Indeed, far from bowing to the pressure of international sanctions and the recall of at least four ambassadors, officials here spoke openly of loading the newly developed nuclear warheads onto missiles.

"There is no problem" putting them on missiles, Foreign Minister Gomar Ayub said.

Abdul Qadeer, the chief of Pakistan's nuclear development program and the country's newest hero, agreed.

"If the prime minister asked, it would not be difficult to mount them," Qadeer said. "We can really, really mount them, not in months, not in weeks but in days."

Normally fractious parties across the splintered political spectrum are saluting Prime Minister Nawaz Sharif for standing up to India, and Islamic prayer services throughout the country were devoted to giving thanks for the country's nuclear ability.

In North-West Frontier Province, mountain tribesmen let loose with the traditional celebratory volleys of gunfire from weapons of all descriptions.

Officeholders, usually enriched here by their public service, were vowing belt tightening to share the economic suffering to come.
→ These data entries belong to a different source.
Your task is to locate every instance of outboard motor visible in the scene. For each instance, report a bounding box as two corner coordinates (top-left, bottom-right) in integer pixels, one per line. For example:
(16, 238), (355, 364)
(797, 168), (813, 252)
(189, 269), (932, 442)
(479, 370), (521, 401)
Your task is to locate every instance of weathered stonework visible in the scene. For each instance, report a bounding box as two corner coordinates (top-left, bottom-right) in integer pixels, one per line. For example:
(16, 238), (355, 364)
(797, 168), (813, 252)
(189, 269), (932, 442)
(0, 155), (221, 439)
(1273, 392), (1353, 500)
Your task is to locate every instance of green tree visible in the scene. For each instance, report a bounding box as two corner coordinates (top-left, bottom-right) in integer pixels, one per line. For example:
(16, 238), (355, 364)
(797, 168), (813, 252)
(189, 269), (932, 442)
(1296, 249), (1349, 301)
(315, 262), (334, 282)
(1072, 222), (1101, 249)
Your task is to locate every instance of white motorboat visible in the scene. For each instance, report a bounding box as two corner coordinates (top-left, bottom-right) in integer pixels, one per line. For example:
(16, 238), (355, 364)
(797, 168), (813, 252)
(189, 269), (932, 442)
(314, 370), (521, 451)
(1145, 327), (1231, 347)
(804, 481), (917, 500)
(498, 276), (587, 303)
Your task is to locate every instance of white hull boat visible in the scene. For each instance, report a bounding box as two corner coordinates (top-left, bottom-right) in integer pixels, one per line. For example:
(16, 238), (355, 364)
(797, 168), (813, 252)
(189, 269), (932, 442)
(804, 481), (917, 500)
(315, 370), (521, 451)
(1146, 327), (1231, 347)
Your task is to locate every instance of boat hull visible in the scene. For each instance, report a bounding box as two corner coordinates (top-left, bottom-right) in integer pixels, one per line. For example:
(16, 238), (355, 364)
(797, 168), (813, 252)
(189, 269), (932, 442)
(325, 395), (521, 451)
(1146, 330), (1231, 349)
The elation reflected the long tensions between India and Pakistan. With a vastly larger population and a military twice the size of Pakistan's -- 1,145,000 to 587,000 -- India has been the dominant force on the subcontinent.

With the victory of the Hindu nationalist Bharatiya Janata Party in the Indian election this year, the tensions have sharpened, and both sides in recent days have been emphatic in linking the nuclear race and the Kashmir issue.

After India's nuclear tests, Indian Home Minister Lal Krishna Advani increased war jitters by speaking out strongly on Kashmir.